Il n’y eut guère que Clemenceau et Guyot pour protester, au nom des principes, contre le précédent d’une semblable poursuite[2]. Mais la lettre de Conybeare, reproduite par la presse du monde entier, eut un immense retentissement. Les douze deniers de la trahison, les deux mille marks par mois, devinrent, entre les mains des revisionnistes, une arme terrible. Et, encore une fois, Esterhazy baissa la tête ; Schwarzkoppen n’opposa aucun démenti.

Ces incidents se déroulèrent pendant la crise ministérielle. Le conseil d’enquête ayant conclu contre moi[3], Billot eut juste le temps de faire signer par Félix Faure et de contresigner lui-même le décret qui me révoquait de mon grade. Il n’eût pas voulu, bien que démissionnaire, en laisser l’honneur à Cavaignac.

  1. Vers la Justice par la Vérité, 136 et suiv.

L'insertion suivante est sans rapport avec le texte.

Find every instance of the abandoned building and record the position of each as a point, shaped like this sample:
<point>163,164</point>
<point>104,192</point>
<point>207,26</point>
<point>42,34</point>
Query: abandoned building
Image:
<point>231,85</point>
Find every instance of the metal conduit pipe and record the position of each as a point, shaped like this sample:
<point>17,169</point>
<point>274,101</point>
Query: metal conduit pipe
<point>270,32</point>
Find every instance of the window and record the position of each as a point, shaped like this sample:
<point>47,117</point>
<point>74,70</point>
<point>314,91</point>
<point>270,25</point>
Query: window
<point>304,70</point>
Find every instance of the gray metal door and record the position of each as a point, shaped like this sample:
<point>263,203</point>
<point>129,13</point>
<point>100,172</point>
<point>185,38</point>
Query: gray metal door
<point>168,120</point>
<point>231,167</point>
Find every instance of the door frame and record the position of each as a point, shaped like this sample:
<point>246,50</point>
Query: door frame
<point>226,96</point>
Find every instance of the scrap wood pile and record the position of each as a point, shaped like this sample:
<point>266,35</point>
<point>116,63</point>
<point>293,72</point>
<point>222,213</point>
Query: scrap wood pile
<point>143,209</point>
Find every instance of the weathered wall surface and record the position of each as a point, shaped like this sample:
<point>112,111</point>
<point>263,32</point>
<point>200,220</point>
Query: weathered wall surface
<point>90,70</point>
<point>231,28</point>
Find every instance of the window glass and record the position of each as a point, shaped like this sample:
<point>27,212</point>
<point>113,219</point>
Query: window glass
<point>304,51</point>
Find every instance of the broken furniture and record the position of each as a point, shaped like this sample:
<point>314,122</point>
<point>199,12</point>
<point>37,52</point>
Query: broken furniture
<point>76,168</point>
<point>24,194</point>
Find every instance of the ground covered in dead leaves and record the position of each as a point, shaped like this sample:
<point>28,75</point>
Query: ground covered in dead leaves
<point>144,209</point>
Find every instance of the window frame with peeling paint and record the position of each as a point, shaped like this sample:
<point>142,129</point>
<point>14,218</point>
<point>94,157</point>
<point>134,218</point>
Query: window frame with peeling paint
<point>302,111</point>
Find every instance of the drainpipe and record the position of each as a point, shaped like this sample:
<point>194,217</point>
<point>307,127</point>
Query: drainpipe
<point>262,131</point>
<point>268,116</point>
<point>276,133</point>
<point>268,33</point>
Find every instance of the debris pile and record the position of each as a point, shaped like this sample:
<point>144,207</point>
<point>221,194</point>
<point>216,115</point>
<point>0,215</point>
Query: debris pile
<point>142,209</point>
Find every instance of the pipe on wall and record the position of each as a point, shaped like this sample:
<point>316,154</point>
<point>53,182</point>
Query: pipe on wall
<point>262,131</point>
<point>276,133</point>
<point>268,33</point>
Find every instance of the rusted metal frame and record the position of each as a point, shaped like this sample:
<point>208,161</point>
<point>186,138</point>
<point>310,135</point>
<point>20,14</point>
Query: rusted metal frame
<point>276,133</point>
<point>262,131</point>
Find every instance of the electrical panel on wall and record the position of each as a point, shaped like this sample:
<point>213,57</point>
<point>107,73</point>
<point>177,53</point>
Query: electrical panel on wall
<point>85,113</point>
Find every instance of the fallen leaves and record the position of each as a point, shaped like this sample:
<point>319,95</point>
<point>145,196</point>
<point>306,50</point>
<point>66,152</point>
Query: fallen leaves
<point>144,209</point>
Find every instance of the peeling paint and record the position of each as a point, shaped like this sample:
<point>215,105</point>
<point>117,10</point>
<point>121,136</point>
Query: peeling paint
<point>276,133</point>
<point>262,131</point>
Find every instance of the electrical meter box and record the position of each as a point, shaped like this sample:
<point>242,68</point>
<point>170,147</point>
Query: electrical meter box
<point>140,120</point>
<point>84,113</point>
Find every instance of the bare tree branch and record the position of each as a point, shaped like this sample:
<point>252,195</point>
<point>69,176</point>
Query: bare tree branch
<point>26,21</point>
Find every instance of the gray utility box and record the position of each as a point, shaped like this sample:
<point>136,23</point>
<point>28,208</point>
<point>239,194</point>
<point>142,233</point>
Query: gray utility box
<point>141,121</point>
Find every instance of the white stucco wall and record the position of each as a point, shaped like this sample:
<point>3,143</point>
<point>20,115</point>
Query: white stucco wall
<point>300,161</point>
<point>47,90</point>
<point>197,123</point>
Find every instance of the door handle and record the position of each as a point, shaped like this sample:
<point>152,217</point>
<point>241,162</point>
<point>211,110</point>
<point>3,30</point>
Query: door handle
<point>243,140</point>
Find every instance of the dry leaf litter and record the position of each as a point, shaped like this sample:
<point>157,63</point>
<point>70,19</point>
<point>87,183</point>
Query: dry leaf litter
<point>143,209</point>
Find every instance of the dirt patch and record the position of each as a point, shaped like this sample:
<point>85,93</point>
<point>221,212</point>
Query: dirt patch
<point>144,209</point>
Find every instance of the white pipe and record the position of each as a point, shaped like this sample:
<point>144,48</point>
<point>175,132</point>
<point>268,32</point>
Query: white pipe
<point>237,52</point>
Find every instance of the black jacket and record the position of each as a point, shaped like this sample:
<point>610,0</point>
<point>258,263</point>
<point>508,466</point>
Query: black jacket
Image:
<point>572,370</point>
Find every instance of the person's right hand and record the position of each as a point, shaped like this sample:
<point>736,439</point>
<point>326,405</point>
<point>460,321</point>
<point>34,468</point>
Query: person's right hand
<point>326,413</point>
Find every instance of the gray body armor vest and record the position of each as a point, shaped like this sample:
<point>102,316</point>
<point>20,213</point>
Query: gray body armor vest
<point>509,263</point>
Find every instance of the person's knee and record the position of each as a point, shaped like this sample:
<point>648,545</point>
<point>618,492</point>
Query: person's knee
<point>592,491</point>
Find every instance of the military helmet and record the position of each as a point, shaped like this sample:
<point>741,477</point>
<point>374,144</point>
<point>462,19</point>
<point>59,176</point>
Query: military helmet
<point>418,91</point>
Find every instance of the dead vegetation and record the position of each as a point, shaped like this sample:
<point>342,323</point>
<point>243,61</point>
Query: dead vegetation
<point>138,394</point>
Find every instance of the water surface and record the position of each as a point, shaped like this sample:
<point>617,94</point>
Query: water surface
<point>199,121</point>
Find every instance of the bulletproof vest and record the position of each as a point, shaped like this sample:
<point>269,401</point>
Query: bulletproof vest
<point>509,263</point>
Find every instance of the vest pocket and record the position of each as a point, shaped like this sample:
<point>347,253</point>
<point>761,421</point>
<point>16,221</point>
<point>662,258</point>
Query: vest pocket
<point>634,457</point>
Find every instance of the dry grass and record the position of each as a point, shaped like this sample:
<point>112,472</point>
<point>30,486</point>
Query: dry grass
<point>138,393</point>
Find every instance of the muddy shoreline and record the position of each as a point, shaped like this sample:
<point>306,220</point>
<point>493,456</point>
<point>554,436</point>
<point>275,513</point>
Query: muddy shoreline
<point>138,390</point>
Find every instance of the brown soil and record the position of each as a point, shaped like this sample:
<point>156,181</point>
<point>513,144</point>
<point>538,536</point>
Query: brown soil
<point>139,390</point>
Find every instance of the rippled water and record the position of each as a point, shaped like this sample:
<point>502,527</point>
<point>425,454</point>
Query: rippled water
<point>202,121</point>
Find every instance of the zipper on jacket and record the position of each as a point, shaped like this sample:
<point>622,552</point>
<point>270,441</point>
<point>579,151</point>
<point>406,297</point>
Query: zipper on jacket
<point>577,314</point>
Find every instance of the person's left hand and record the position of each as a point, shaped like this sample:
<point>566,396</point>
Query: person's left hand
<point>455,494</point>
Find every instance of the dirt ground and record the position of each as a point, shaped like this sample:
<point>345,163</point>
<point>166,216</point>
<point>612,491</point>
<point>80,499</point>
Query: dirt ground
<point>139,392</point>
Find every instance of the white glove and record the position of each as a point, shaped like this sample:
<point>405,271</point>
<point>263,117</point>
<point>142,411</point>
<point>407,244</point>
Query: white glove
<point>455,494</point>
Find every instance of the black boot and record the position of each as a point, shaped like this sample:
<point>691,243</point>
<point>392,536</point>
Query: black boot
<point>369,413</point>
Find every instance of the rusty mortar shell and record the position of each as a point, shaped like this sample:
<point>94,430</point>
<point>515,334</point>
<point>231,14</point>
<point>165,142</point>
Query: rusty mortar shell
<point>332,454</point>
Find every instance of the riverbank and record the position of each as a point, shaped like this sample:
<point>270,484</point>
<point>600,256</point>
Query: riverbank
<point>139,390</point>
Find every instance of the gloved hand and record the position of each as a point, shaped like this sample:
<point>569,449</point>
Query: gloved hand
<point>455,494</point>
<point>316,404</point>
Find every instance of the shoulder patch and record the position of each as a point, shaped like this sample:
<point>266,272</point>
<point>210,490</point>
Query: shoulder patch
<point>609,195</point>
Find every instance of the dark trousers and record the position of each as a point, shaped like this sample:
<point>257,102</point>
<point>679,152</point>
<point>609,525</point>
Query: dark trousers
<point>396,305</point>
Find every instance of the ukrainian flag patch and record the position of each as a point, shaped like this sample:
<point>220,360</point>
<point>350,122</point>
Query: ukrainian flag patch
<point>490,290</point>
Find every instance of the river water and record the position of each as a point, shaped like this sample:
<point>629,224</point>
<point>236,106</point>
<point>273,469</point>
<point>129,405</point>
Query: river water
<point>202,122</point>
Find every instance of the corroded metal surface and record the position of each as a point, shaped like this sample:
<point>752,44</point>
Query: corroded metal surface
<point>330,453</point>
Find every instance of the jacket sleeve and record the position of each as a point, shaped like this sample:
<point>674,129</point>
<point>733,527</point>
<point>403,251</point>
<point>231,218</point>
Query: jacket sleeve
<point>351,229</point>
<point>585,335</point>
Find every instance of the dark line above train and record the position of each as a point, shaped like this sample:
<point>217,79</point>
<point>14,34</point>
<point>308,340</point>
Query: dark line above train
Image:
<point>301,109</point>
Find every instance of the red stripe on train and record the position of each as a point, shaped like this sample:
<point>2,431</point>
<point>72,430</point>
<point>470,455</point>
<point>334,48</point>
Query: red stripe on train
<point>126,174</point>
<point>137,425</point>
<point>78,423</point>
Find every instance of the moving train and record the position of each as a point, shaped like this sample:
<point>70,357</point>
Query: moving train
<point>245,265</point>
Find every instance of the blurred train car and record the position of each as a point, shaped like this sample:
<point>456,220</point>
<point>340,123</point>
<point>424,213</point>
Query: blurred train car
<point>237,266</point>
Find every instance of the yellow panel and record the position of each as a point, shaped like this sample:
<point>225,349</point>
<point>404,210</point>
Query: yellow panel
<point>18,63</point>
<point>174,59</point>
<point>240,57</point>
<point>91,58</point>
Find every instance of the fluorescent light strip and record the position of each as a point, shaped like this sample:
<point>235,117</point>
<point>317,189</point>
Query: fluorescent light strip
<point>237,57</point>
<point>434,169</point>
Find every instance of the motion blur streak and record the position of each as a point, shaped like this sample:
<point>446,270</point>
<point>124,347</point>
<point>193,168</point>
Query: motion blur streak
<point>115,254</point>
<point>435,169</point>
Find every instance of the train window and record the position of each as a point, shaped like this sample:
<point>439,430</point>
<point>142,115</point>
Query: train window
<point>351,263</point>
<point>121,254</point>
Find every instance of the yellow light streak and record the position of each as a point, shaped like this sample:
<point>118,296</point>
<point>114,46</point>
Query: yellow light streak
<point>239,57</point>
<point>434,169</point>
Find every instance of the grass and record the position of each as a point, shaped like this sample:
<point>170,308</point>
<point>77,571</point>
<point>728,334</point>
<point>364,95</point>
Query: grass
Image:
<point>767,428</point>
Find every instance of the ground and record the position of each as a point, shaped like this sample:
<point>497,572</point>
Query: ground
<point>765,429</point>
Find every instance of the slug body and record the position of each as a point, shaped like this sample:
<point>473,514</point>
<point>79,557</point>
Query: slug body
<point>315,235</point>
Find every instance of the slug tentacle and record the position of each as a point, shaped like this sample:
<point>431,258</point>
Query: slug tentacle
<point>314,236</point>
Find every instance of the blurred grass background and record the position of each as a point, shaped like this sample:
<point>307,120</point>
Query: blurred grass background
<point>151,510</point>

  2. « Si, sous prétexte de service militaire, on peut mettre les Français au régime de se voir enlever leur grade dans l’armée, parce qu’ils auront écrit quelque phrase dont un général ne sera pas content, notre Gouvernement, de quelque nom qu’il s’appelle, n’est en réalité qu’un césarisme de prétoriens sans César. Et si les radicaux eux-mêmes n’ont rien à dire contre un tel état de choses, ils sont dignes dès aujourd’hui du sort qui les attend… » (Aurore du 24 juin.) — Le Spectator (de Londres) intitula l’article où il rendait compte de l’incident : « La Terreur militaire en France. » — La Gazette de Saint-Pétersbourg (Vedomosti, n° 156) critiqua vivement la décision de Billot : « Elle soulève la question de savoir s’il est défendu à tous les Français appartenant à la réserve et à la territoriale de s’occuper des questions politiques concernant la France. »
  3. 24 juin 1898.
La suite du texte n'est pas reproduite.